But it takes more than just a decent bond franchise to get to the top of the pile in LM, and Deutsche has been honing these skills for more than a decade, boasting a team dedicated to the product that is able to react to any situation and come up with innovative and practicable solutions.
“What is of the greatest importance is that you have people working together to get to the desired end,” said Duane Hebert, Deutsche’s head of LM for EMEA and Asia.
And this does not just revolve around the technicians in the field. It also involves crucial input from the sales and trading desks and requires a thorough understanding of market dynamics.
“You need to be able to advise strategically and then execute,” said Vinod Vasan, head of European FIG DCM. “You have to be innovative across all asset classes. In FIG, that means covered, ABS, senior and capital.”

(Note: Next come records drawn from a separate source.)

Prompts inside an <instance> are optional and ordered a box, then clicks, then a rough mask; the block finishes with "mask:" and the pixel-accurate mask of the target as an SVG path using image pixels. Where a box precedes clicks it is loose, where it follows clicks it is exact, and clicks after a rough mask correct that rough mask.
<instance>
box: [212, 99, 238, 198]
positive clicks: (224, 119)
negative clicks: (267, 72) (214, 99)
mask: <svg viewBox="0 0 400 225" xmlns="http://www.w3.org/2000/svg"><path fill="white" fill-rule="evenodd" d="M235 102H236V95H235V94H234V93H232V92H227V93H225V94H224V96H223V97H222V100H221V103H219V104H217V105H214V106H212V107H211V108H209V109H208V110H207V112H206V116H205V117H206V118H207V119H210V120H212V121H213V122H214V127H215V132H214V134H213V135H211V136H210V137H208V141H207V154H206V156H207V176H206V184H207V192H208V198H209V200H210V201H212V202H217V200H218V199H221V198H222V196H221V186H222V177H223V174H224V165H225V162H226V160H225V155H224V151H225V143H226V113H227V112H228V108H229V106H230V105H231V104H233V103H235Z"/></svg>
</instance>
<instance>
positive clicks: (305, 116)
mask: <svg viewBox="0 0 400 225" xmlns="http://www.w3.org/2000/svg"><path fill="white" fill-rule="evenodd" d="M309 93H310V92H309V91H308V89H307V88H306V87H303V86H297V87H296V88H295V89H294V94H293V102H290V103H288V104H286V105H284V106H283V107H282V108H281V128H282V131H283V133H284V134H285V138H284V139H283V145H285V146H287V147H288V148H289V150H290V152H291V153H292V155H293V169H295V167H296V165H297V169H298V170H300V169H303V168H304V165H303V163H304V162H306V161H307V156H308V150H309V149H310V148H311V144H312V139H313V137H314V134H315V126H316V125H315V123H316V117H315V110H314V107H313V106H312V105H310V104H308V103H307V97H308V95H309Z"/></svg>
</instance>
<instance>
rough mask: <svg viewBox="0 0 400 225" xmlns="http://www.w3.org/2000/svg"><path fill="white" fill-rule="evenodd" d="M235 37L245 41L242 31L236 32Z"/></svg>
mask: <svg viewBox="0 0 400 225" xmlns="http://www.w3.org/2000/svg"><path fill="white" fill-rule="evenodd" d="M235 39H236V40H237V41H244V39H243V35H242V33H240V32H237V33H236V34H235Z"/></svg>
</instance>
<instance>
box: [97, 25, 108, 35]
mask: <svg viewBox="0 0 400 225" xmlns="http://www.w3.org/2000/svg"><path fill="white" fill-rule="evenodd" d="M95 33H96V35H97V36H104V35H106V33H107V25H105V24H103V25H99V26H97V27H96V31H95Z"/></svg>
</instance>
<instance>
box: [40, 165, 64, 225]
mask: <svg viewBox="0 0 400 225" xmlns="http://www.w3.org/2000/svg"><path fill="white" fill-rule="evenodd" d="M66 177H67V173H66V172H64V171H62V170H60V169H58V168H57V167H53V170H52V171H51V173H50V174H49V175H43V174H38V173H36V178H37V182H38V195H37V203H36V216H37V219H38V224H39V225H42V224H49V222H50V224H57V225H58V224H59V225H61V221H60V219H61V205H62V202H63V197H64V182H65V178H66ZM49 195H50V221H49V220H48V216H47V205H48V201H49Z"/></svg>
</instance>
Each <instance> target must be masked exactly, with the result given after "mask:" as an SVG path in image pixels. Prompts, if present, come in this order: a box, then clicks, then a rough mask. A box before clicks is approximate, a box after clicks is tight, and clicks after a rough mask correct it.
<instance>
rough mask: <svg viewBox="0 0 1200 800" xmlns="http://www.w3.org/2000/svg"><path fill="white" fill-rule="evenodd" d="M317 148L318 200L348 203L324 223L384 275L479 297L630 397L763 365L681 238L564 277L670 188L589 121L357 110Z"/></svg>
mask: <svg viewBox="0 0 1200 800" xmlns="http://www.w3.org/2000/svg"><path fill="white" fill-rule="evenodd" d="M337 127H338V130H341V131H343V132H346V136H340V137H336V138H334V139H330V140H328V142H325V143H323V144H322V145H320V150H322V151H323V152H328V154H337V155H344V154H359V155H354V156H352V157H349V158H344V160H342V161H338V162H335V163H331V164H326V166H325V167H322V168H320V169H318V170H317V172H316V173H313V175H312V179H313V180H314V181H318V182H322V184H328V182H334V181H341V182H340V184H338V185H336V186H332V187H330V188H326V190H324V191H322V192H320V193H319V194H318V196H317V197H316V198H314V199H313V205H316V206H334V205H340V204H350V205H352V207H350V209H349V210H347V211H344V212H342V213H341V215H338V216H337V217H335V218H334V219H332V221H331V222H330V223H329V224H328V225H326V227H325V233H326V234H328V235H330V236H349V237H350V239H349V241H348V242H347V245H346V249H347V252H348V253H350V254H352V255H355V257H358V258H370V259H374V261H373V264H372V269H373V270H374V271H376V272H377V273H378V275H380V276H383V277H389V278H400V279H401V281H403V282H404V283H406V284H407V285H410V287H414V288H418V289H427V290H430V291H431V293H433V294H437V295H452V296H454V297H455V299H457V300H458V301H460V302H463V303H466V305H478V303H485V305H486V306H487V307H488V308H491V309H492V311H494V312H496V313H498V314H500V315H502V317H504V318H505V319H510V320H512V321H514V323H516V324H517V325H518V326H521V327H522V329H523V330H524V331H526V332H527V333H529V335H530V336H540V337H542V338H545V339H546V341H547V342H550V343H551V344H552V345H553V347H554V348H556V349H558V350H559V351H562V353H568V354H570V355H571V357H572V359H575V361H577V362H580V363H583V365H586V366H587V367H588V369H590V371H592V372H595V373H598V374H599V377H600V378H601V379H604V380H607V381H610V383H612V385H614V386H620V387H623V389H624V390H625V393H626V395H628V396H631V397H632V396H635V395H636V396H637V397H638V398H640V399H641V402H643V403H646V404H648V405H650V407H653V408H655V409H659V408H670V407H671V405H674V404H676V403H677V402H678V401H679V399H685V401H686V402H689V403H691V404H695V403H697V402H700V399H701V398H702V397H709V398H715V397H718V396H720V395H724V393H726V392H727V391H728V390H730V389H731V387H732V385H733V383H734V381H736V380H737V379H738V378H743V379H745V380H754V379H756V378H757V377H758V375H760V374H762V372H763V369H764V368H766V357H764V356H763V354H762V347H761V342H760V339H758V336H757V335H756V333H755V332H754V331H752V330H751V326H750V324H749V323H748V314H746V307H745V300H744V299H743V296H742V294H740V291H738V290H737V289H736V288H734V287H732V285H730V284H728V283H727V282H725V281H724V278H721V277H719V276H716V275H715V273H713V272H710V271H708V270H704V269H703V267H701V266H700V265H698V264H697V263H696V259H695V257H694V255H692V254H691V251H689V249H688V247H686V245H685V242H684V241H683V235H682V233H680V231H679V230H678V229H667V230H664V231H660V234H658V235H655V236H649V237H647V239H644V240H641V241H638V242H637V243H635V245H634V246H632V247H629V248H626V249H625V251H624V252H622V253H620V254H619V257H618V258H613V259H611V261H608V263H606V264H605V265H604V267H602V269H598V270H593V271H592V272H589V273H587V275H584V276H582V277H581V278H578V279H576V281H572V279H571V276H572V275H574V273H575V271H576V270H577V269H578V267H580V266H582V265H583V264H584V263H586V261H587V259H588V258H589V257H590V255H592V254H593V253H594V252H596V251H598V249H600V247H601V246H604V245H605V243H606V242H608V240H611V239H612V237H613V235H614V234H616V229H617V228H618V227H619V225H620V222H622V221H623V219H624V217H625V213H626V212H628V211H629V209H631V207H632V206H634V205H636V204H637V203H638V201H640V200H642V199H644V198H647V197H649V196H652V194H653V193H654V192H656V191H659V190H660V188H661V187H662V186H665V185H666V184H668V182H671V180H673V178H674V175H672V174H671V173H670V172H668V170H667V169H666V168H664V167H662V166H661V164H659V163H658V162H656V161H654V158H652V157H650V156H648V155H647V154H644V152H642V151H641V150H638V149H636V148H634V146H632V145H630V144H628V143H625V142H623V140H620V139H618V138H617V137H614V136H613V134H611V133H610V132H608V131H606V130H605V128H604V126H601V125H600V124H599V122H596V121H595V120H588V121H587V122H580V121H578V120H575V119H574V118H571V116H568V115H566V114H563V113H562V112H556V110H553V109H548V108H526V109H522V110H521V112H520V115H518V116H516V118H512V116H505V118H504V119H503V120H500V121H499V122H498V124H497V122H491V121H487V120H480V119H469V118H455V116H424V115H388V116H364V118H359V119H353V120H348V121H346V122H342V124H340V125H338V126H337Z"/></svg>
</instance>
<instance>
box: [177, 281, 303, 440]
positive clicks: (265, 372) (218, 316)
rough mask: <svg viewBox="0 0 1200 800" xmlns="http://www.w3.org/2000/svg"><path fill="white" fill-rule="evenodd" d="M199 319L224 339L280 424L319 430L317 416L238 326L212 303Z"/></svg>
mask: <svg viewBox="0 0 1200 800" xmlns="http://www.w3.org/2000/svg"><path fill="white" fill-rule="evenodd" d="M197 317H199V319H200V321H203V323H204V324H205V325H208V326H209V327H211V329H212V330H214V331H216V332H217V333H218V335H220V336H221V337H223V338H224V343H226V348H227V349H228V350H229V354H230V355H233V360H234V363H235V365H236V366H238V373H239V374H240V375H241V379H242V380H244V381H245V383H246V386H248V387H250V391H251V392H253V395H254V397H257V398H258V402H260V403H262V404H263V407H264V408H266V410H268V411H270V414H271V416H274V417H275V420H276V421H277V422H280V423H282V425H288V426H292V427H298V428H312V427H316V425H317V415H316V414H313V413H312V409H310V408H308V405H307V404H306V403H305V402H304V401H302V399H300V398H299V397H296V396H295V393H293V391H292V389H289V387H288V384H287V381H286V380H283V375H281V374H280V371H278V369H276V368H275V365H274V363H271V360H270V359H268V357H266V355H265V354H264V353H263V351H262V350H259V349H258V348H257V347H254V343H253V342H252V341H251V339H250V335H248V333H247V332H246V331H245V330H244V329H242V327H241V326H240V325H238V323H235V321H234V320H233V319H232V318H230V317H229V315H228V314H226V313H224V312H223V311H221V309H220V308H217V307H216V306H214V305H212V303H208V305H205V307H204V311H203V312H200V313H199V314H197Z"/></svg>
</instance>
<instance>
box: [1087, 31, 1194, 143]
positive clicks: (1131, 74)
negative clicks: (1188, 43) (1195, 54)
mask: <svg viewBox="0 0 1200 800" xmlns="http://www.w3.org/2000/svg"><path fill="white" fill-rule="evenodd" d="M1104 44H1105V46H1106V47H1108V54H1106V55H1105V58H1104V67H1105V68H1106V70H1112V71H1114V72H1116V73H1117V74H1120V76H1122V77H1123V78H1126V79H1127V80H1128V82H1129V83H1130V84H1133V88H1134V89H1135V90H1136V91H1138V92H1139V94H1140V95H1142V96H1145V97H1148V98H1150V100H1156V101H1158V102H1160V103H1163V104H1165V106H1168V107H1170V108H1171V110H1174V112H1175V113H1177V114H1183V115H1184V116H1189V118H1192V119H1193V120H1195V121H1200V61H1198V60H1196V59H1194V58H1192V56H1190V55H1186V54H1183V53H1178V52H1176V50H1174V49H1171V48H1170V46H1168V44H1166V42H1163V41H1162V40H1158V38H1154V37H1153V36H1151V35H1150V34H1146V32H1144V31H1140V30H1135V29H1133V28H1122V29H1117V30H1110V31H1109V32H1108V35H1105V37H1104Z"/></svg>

Deutsche’s understanding of the hybrid sector was underlined by its involvement in Lloyds’ £4.9bn-equivalent Tier 2 exchange in December 2011 across numerous currencies, which received a creditable 61% take-up as the issuer looked to switch investors into new LT2 notes with on-market coupons.
It also demonstrated its versatility by following this up with two senior deals for the UK bank – for £13.8bn in June and £22bn in September – again across diverse jurisdictions. The former marked the first major repurchase of senior unsecured notes by a financial institution and was at the time the year’s largest non-sovereign LM transaction.
The exercises saw a total of £8.6bn repurchased, taking advantage of Lloyds’ excess available liquidity, and their success led to other UK names such as RBS and Barclays following suit.
Other noteworthy deals executed included Santander’s €7.5bn tender across 21 capital notes in August (capped at €2bn), many of which had been targeted in previous exercises.
The use of an unmodified Dutch auction procedure was a novel approach and one that lent itself to the illiquid nature of the underlying bonds and led to a take-up of €1.2bn, or 60% of the targeted amount, creating €193m of Core Tier 1 capital for Santander.
Again in the periphery, but this time in the ABS sector, Deutsche followed up its tender on behalf of Banco BPI (the first of its kind) with a €17bn exercise across 17 series for Bankia, which paved the way for a number of its compatriots to venture down the same route.
But LM in 2012 was not all about FIG.
By way of example – and a sizeable one at that – Deutsche was one of the banks nominated to be a closing agent for the €206bn debt restructuring for the Hellenic Republic that took place over a number of steps between February and April 2012.
And while Europe lagged behind the US in terms of corporate LM exercises, Deutsche played its part in both the investment-grade and high-yield markets, working on deals for Deutsche Boerse, Elisa, International Power, Atlas Copco, TMD Friction, Atrium, Lecta, Delhaize and Atlantia, among others.
Finnish paper and packaging outfit Stora Enso’s February tender on a series of 2014 notes and subsequent refinancing with 2019 paper was the first exercise out of the Nordic region and led to a number of follow-on deals, while the tender offer for Deutsche Boerse was the year’s only corporate hybrid LM exercise.
“We pride ourselves on doing the landmark deals,” said Hebert. “It’s not just about volume.”